Find the best probability distribution for your dataset

Project description

phitter-dark-logo

Phitter analyzes datasets and determines the best analytical probability distributions that represent them. The Phitter kernel studies over 80 probability distributions, both continuous and discrete, 3 goodness-of-fit tests, and interactive visualizations. For each selected probability distribution, a standard modeling guide is provided along with spreadsheets that detail the methodology for using the chosen distribution in data science, operations research, and artificial intelligence.

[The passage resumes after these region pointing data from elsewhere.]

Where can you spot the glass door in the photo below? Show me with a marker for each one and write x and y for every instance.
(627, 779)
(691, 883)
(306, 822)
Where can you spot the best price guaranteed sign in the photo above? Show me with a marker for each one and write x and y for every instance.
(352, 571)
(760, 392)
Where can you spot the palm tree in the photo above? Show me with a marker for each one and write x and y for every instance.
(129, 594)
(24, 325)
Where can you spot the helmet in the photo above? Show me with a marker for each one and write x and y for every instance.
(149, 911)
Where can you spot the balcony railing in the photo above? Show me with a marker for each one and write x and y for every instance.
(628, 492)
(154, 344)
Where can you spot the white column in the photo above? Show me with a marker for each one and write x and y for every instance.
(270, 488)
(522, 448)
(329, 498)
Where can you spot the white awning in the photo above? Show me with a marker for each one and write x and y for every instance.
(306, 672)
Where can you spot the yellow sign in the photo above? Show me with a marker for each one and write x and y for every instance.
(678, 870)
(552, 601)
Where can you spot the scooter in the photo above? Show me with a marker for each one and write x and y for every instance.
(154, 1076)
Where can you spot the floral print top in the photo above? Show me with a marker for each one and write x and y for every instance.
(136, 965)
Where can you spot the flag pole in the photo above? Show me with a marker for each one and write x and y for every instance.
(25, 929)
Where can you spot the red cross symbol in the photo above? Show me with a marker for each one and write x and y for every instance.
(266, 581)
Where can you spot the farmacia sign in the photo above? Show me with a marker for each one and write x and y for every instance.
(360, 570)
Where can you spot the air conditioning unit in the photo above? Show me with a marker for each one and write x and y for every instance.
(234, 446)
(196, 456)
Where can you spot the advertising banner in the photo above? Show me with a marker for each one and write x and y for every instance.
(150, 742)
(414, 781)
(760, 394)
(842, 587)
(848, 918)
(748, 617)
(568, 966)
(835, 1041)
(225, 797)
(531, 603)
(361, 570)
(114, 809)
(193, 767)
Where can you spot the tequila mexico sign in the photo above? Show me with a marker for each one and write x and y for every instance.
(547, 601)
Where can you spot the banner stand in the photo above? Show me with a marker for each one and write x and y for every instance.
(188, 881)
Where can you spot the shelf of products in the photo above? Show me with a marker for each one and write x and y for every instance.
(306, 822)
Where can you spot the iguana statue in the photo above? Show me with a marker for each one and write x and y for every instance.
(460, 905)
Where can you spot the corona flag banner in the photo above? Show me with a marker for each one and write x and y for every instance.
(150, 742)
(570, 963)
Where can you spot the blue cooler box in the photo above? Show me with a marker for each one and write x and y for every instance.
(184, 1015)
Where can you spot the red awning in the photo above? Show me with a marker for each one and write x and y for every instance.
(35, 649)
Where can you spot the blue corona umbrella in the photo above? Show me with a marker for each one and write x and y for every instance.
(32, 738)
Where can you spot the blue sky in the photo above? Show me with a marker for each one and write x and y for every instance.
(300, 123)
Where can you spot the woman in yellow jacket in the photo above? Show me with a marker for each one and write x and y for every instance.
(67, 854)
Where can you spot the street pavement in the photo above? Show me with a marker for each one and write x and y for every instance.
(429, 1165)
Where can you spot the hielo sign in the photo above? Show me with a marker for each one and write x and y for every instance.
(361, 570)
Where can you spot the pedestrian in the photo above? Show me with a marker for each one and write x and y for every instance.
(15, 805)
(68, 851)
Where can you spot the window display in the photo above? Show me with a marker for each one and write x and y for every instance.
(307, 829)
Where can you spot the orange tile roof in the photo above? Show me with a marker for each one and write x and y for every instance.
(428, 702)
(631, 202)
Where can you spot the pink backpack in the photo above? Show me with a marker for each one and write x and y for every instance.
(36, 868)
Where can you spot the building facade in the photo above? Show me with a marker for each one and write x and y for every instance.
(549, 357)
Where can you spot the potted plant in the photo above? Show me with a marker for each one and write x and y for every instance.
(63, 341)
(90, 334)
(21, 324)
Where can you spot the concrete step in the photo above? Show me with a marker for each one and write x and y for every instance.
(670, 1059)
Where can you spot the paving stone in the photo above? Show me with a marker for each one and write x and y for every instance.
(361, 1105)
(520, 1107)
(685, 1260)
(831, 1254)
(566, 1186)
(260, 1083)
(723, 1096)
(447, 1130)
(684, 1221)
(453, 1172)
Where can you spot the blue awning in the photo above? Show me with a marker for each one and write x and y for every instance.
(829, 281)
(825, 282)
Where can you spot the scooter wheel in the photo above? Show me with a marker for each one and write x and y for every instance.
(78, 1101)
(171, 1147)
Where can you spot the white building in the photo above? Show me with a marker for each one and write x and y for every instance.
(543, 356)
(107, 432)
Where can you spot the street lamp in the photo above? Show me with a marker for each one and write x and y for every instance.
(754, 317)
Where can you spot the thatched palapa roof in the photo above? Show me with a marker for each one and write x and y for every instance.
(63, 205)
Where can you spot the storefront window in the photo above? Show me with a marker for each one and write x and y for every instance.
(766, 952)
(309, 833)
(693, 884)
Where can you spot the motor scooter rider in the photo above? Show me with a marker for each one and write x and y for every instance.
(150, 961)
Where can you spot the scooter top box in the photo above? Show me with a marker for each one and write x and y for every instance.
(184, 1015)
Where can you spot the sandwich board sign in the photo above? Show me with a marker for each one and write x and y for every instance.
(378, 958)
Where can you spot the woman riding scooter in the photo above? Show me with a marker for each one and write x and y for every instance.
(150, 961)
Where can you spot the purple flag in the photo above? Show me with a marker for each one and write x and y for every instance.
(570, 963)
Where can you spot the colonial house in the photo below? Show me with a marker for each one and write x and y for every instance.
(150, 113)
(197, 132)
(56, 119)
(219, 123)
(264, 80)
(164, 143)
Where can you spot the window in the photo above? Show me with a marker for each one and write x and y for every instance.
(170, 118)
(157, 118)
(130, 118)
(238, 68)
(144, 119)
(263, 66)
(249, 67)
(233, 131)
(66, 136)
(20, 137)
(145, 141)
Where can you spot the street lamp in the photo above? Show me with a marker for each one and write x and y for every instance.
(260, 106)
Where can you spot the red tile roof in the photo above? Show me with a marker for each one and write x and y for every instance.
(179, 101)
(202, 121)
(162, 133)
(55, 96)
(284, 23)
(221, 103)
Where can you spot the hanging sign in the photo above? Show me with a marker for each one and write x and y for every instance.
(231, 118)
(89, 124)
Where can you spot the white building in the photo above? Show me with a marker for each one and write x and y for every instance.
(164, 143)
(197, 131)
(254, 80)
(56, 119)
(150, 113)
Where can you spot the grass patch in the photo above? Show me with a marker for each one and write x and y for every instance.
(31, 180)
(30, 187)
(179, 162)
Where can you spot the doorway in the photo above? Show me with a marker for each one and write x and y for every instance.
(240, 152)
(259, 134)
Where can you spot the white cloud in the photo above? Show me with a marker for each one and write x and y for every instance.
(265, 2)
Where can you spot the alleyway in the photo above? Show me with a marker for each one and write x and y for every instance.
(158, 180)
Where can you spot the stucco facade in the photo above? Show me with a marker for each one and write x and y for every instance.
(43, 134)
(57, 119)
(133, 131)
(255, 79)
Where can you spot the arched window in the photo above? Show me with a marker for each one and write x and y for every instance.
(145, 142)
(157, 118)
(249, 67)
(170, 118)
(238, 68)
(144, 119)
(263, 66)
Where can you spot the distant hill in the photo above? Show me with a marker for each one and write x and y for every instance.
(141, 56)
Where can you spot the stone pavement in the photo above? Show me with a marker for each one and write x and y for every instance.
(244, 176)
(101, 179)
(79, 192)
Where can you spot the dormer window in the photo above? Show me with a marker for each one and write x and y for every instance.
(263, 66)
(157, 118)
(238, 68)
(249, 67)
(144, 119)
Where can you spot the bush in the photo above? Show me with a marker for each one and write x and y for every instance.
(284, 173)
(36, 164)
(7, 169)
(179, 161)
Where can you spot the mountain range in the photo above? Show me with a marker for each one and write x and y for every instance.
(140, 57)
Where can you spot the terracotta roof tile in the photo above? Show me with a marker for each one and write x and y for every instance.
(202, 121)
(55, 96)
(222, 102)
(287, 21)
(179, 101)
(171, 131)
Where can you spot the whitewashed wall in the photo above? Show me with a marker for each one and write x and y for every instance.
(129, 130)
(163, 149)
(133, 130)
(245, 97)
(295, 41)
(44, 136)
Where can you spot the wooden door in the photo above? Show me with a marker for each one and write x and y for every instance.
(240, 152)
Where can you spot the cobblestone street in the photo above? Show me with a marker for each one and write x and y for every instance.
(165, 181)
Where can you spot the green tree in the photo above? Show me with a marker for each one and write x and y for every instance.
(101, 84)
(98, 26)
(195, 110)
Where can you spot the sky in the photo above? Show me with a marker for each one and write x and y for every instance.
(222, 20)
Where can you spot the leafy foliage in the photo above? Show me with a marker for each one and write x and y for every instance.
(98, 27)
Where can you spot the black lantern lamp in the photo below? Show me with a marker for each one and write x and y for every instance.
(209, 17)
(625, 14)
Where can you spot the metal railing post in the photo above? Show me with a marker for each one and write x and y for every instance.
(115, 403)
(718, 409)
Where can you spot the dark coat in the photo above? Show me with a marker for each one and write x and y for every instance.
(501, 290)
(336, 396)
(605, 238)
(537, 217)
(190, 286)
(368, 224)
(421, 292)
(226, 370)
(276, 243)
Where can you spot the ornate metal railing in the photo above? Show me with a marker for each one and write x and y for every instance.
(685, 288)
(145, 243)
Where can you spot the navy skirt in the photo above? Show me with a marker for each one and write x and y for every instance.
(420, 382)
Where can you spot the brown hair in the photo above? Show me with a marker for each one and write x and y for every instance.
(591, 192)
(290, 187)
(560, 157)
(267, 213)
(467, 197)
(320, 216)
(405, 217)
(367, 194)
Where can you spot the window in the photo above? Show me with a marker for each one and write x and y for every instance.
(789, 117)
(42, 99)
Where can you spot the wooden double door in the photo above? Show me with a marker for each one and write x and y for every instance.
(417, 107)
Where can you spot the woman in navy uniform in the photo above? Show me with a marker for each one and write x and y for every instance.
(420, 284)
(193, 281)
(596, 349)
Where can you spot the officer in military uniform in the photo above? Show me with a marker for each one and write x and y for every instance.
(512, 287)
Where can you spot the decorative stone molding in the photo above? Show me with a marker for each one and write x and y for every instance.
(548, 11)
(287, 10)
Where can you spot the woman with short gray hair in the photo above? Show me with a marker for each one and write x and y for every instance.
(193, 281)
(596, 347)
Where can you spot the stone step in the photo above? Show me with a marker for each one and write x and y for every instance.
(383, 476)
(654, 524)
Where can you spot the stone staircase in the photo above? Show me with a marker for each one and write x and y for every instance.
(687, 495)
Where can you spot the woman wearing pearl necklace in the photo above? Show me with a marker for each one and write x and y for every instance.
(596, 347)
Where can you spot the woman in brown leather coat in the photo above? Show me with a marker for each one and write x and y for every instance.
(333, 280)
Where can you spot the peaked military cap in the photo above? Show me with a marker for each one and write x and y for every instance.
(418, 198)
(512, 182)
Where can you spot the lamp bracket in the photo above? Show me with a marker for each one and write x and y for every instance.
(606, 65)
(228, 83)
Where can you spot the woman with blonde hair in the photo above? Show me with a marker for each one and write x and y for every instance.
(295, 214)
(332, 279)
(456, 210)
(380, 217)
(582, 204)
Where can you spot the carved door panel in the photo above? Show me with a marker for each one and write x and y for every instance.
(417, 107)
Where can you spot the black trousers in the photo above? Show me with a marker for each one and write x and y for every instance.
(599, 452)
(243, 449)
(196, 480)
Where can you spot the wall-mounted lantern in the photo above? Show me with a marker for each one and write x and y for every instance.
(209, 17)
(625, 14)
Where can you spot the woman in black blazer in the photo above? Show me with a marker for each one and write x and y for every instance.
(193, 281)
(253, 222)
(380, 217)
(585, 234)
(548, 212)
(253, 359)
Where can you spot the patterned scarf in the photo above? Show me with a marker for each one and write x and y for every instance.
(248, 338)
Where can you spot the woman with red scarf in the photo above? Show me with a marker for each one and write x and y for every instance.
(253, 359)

In this repository is the implementation in python and the kernel for Phitter Web

Installation

Requirements

python: >=3.9

PyPI

pip install phitter

Usage

General

import phitter

data: list[int | float] = [...]

phitter_cont = phitter.PHITTER(data)
phitter_cont.fit()

Full continuous implementation

import phitter

data: list[int | float] = [...]

phitter_cont = phitter.PHITTER(
    data=data,
    fit_type="continuous",
    num_bins=15,
    confidence_level=0.95,
    minimum_sse=1e-2,
    distributions_to_fit=["beta", "normal", "fatigue_life", "triangular"],
)
phitter_cont.fit(n_jobs=6)

Full discrete implementation

import phitter

data: list[int | float] = [...]

phitter_disc = phitter.PHITTER(
    data=data,
    fit_type="discrete",
    confidence_level=0.95,
    minimum_sse=1e-2,
    distributions_to_fit=["binomial", "geometric"],
)
phitter_disc.fit(n_jobs=2)

Phitter: properties and methods

import phitter
data: list[int | float] = [...]
phitter_cont = phitter.PHITTER(data)
phitter_cont.fit()

phitter_cont.best_distribution -> dict
phitter_cont.sorted_distributions_sse -> dict
phitter_cont.not_rejected_distributions -> dict
phitter_cont.df_sorted_distributions_sse -> pandas.DataFrame
phitter_cont.df_not_rejected_distributions -> pandas.DataFrame

Histogram Plot

import phitter
data: list[int | float] = [...]
phitter_cont = phitter.PHITTER(data)
phitter_cont.fit()

phitter_cont.plot_histogram()
phitter_histogram

Histogram PDF Dsitributions Plot

import phitter
data: list[int | float] = [...]
phitter_cont = phitter.PHITTER(data)
phitter_cont.fit()

phitter_cont.plot_histogram_distributions()
phitter_histogram

Histogram PDF Dsitribution Plot

import phitter
data: list[int | float] = [...]
phitter_cont = phitter.PHITTER(data)
phitter_cont.fit()

phitter_cont.plot_distribution("beta")
phitter_histogram

ECDF Plot

import phitter
data: list[int | float] = [...]
phitter_cont = phitter.PHITTER(data)
phitter_cont.fit()

phitter_cont.phitter.plot_ecdf()
phitter_histogram

ECDF Distribution Plot

import phitter
data: list[int | float] = [...]
phitter_cont = phitter.PHITTER(data)
phitter_cont.fit()

phitter_cont.phitter.plot_ecdf_distribution("beta")
phitter_histogram

QQ Plot

import phitter
data: list[int | float] = [...]
phitter_cont = phitter.PHITTER(data)
phitter_cont.fit()

phitter_cont.phitter.qq_plot("beta")
phitter_histogram

QQ - Regression Plot

import phitter
data: list[int | float] = [...]
phitter_cont = phitter.PHITTER(data)
phitter_cont.fit()

phitter_cont.phitter.qq_plot_regression("beta")
phitter_histogram

Distributions: Methods and properties

import phitter

distribution = phitter.continuous.BETA({"alpha": 5, "beta": 3, "A": 200, "B": 1000})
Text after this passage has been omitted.